Single Molecule Snapshots of Riboswitch Conformational Change and RNA Switch Based Biosensing on a Nanopore Maglet Device

Abstract

Riboswitches are a class of biosensory-regulatory segments of messenger-RNAs. Their binding with specific cellular ligands e.g. metabolic intermediates, can induce a conformational change in riboswitch's tertiary structure, ultimately programming the production of the proteins encoded by the mRNA. Precision tools to explore ligand-programmed riboswitch folding/unfolding mechanism are important in both developing riboswitch-targeted antibiotic intervention and RNA switch-based biosensors. Our nanopore weak-interaction spectroscopy can snapshot a single RNA riboswitch's folding/unfolding pathway at single base-pair resolution. Different from thermodynamic approaches and force microscopies (e.g.
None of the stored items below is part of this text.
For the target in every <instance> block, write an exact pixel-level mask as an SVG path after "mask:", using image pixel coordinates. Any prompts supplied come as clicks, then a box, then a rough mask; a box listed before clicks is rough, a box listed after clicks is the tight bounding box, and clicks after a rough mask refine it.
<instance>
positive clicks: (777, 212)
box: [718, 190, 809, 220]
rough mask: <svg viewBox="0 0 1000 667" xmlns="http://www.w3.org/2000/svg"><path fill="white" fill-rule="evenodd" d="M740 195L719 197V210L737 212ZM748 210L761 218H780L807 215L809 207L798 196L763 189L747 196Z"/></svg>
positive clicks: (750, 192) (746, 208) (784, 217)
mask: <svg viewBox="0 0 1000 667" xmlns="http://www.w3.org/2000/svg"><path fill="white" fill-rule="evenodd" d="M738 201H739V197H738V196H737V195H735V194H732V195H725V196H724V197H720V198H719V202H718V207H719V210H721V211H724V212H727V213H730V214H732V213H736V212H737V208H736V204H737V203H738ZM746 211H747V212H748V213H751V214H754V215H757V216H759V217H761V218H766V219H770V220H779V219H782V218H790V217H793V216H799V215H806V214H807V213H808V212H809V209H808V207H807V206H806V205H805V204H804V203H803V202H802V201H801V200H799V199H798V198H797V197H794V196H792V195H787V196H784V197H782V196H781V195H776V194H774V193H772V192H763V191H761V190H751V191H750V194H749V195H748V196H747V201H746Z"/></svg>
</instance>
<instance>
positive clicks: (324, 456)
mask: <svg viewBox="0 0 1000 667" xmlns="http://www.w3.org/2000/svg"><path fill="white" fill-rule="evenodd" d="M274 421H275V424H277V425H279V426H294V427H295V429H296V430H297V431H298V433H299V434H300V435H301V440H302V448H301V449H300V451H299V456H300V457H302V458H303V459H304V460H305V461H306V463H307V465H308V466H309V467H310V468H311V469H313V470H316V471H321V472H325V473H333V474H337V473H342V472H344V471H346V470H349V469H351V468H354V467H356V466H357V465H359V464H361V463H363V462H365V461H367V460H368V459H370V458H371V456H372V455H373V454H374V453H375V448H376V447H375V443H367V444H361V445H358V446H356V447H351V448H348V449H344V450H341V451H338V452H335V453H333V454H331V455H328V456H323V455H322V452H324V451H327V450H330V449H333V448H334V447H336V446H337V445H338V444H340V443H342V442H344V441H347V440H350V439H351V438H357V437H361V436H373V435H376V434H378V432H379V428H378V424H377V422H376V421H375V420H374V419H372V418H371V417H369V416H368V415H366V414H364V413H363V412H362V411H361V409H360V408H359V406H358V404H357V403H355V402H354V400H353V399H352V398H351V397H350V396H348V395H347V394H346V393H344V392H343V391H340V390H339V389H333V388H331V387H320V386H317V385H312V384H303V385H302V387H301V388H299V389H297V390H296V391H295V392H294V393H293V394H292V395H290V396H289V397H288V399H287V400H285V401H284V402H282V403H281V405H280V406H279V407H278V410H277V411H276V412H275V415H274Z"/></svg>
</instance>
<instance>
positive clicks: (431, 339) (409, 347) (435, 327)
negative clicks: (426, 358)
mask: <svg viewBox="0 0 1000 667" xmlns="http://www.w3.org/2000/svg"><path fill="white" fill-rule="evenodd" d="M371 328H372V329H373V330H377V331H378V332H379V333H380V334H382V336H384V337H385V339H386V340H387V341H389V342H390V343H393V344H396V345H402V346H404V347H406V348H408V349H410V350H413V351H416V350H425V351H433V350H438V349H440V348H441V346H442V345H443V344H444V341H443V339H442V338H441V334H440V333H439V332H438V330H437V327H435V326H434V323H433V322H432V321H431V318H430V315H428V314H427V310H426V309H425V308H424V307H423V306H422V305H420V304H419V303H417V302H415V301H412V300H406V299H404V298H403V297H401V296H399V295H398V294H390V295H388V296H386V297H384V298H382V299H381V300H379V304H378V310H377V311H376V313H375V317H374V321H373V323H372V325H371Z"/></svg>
AFM and optic tweeze), the unique feature of nanopore is unfolding along the backbone of RNA-Vectorial Unfolding. This tool enables us to discriminate RNA unfolding pathway in both 3’>5’ and 5’>3’ directions, dissect the non-canonical triple-strand conformations and interactions that control the RNA stability, and many interconnected folding intermediates. Based on these findings, we further develop a nanopore maglet automatic machine that can “lock” a single riboswitch (preQ1) molecule in the nanopore. The locked single RNA can be electrically driven to repeatedly move back and forth to transform among different conformations: partial folding→ligand binding →fully folding→Unfolding. We can probe the folding change of riboswitch upon ligand (preQ1) binding, explore riboswitch's induced fit and/or conformational selection folding mechanism, and study how designed drug compounds regulate the riboswitch folding pathway. Finally, this nanopore molecular machine can be utilized as RNA switch-based biosensor for detection a variety of disease-derived ligands and proteins.